Abdominal aortic aneurysms are found three times as often in men as in women. Smoking is the strongest risk factor; 90 percent of all patients with abdominal aortic aneurysms have smoked. The incidence of aneurysm increases sevenfold in those who smoked more than one pack of cigarettes per day. Atherosclerosis also is believed to be a cause of abdominal aortic aneurysms. Overall, more than one half of these patients die from a cardiovascular cause rather than from a ruptured aneurysm.
Screening all men more than 55 years of age would reveal clinically significant aneurysms (larger than 4 cm) in only 1 percent of the population. Selectively screening patients with intermittent claudication roughly doubles this yield. There is also a familial tendency toward abdominal aortic aneurysms. Screening the siblings (older than 50 years of age) of a patient with abdominal aortic aneurysm detects aneurysms in approximately 29 percent of brothers and 6 percent of sisters.
Two large randomized trials have examined the efficacy of surgical management of smaller aneurysms (diameter, 4.0 to 5.5 cm). A U.K. study found a perioperative mortality rate from surgical repair of 5.6 percent compared with a mortality rate of 2.7 percent in a study of U.S. veterans. Neither study showed an overall survival benefit to surgical intervention after six-year follow-up. Nine-year follow-up from the U.K. trial revealed a slight trend toward better survival with surgical repair, but it was not statistically significant. Investigators attributed the difference to the greater rate of smoking cessation among those who had surgical treatment. The majority of patients who were randomized to observation eventually required surgical repair when their aneurysms increased beyond a diameter of 5.5 cm.

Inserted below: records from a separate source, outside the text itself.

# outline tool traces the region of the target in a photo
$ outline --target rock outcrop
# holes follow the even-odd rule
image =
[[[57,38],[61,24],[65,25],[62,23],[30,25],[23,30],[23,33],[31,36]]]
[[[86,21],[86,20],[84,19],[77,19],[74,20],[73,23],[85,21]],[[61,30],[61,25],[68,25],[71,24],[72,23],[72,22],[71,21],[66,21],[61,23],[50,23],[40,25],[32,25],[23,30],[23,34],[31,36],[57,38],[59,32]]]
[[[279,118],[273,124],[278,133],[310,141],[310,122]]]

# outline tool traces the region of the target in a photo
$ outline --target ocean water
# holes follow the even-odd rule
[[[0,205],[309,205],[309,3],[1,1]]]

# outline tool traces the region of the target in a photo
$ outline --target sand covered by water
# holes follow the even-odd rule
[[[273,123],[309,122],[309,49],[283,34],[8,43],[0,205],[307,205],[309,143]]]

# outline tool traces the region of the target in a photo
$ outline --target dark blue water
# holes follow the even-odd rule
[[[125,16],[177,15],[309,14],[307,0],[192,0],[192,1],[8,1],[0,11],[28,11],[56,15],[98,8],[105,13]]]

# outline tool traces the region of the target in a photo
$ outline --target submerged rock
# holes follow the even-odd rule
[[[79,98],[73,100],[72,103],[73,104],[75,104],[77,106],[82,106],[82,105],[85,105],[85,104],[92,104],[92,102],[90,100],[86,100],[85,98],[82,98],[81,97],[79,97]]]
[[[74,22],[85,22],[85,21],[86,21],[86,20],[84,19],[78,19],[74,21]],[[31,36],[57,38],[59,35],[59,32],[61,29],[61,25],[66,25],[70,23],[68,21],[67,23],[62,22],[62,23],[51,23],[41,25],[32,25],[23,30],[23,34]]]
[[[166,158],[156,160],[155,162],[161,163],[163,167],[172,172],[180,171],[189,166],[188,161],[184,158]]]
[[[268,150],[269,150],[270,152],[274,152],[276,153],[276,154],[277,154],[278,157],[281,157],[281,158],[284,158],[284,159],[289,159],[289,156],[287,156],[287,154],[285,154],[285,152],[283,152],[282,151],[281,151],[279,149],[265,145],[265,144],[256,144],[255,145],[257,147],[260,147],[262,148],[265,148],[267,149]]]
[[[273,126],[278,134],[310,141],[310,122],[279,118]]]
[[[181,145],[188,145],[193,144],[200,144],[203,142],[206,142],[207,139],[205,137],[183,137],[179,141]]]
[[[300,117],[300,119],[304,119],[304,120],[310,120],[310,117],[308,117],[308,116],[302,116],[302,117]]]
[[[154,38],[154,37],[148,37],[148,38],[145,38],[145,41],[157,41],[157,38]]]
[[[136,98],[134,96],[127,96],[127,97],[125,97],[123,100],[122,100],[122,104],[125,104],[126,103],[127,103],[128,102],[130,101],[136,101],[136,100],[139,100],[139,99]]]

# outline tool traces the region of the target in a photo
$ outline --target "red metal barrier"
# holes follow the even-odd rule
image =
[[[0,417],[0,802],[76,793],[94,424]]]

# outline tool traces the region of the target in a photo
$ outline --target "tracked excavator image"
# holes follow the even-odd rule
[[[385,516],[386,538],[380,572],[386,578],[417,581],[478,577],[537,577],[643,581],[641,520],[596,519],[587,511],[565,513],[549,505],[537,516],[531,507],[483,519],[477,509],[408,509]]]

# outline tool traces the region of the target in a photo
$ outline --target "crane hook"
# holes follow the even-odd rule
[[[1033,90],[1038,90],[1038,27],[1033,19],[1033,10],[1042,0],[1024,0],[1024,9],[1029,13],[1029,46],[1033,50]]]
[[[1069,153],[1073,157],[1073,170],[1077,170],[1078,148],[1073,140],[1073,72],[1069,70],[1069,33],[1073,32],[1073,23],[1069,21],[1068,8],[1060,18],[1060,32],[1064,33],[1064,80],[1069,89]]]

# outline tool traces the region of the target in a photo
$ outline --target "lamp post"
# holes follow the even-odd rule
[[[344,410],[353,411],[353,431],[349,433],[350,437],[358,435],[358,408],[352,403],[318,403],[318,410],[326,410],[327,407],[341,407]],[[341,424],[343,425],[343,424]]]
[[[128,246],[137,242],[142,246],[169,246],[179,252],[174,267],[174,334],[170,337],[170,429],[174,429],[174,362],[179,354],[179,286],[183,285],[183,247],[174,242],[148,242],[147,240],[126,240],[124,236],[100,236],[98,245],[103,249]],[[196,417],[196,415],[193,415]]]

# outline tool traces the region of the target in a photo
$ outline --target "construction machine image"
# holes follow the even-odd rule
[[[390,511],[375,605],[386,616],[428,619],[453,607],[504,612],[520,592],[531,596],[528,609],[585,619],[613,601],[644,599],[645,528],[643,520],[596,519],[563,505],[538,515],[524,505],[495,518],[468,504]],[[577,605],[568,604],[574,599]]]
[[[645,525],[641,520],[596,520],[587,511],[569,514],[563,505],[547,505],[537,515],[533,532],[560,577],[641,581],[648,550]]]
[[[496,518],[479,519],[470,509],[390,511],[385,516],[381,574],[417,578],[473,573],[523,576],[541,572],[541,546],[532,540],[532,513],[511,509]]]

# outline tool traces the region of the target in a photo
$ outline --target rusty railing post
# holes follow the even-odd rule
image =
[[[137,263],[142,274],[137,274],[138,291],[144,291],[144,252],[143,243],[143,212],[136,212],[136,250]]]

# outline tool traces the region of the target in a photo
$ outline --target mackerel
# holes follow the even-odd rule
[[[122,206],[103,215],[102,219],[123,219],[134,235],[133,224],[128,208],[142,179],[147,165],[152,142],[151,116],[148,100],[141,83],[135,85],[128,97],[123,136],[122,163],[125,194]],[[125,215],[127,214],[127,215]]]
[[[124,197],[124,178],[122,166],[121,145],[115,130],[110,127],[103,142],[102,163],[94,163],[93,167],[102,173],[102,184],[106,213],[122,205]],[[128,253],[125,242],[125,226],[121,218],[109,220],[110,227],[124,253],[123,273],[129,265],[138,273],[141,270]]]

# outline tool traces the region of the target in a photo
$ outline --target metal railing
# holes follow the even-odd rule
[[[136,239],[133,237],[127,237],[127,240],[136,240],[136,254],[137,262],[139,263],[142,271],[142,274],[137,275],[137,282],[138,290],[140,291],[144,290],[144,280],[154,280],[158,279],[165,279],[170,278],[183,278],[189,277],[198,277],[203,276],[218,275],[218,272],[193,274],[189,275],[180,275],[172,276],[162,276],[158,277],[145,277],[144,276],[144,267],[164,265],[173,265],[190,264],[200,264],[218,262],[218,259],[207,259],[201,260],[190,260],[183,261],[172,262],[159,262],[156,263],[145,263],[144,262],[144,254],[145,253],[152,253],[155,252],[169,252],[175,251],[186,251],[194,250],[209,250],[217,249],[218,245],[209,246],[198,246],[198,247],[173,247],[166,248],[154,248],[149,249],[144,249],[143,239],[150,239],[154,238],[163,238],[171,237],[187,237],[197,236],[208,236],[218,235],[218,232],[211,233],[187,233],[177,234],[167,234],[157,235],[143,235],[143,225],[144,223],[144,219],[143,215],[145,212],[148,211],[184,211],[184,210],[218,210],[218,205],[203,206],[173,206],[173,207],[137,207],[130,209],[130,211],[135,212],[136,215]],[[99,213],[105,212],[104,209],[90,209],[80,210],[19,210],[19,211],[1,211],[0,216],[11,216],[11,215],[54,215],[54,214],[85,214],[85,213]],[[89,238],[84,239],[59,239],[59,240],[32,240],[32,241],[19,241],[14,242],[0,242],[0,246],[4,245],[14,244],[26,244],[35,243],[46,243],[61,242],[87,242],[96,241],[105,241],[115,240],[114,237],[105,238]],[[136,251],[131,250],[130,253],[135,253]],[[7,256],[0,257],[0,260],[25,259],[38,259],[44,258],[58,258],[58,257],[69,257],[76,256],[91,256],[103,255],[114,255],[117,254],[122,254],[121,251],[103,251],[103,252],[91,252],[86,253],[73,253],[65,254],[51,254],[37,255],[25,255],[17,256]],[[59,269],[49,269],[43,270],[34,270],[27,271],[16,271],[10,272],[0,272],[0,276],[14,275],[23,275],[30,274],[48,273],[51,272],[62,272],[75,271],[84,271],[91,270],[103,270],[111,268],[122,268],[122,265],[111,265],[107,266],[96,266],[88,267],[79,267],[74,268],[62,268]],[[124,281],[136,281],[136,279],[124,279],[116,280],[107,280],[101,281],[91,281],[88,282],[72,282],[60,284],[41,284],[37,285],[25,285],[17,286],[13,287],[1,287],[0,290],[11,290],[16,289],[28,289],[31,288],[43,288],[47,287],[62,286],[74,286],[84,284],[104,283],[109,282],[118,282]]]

The review authors recommend delaying surgical repair of abdominal aortic aneurysms 5.5 cm in diameter. The risk of aneurysm rupture is four times as high in women. Although there should be a lower threshold for surgical repair in women, the authors did not think that a specific numeric cutoff could be recommended, based on the data.
Smoking is the most important risk factor to be modified in patients with an abdominal aortic aneurysm. Unexpectedly, the authors found that hypertension, hyperlipidemia, and diabetes are not associated with greater rates of aneurysm dilation. There may even be a future role for antibiotic therapy in slowing abdominal aortic aneurysm growth, perhaps through inhibition of macrophage proteolytic enzymes.
The authors recommend ultrasound examination as a safe, noninvasive, and cost-effective method for abdominal aortic aneurysm screening and surveillance. However, data from a screening trial of more than 67,000 men showed that although screening reduced aneurysm-related mortality by one half within four years, there was no overall reduction in mortality. The study also found that patients with a detected abdominal aortic aneurysm reported a reduced quality of life.
Surgical repair of abdominal aortic aneurysms typically involves either open repair or use of an endovascular stent. Currently, no data shows that either method is superior overall.